Last Saturday was a pretty full day for me photographically speaking. I, along with my buddy Joe Viger, had a little photo expedition in the works for a few weeks, but as usual for us the plan was to “wing it.” That is my kind of photo trip. With the loosest of itineraries we would end up where we ended up, and shoot what we shoot. We had decided on a late morning meet time since drive time from my place to his, and then his place to points unknown would have required an overnight stay on my part, and or an insanely early wake up time to catch sunrise. Boy do I wish sunrise came later in the summer time.

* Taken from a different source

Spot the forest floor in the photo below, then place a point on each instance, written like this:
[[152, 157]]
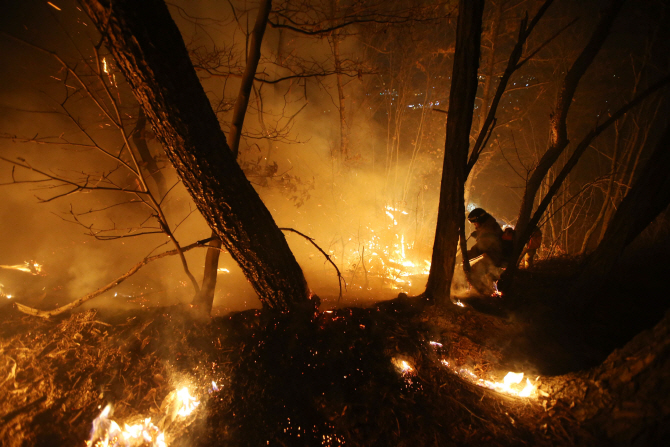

As we talked, Sugar Hill, NH, and their yearly Fields Of Lupine festival kept popping up. Joe had never been, and I had only been once two years ago. Our plans, such as they were, involved puttering our way to Sugar Hill for some late afternoon light and maybe a sunset to cap off the day. The trip took us over Sandwich Notch Rd. Sandwich Notch Rd is a seasonal road running through the White Mountain National Forest from Center Sandwich to Campton. Calling it a road might be a little generous, and while it is easily drivable in pretty much any car, oncoming traffic can be a real treat with what shoulder there is being a mixture of drop-offs, ditches and mud. If you are looking for a high-speed scenic cruise through the forest look elsewhere. Along the way, we stopped at Beede Falls. The light was terrible, so the camera stayed in the bag, but since these falls are on my list to shoot, and now I know exactly where they are, I’ll be back another time in better light.

Pink lady's slipper and bunchberry along Sandwich Notch Road.
While riding shotgun along the remote and seasonal Sandwich Notch Rd, I spotted many lady's slippers along the roadside. The bunchberry and lady's slipper together made for a nice photogenic pairing.
Bluebead Lily With Beetle. Sandwich Notch Rd.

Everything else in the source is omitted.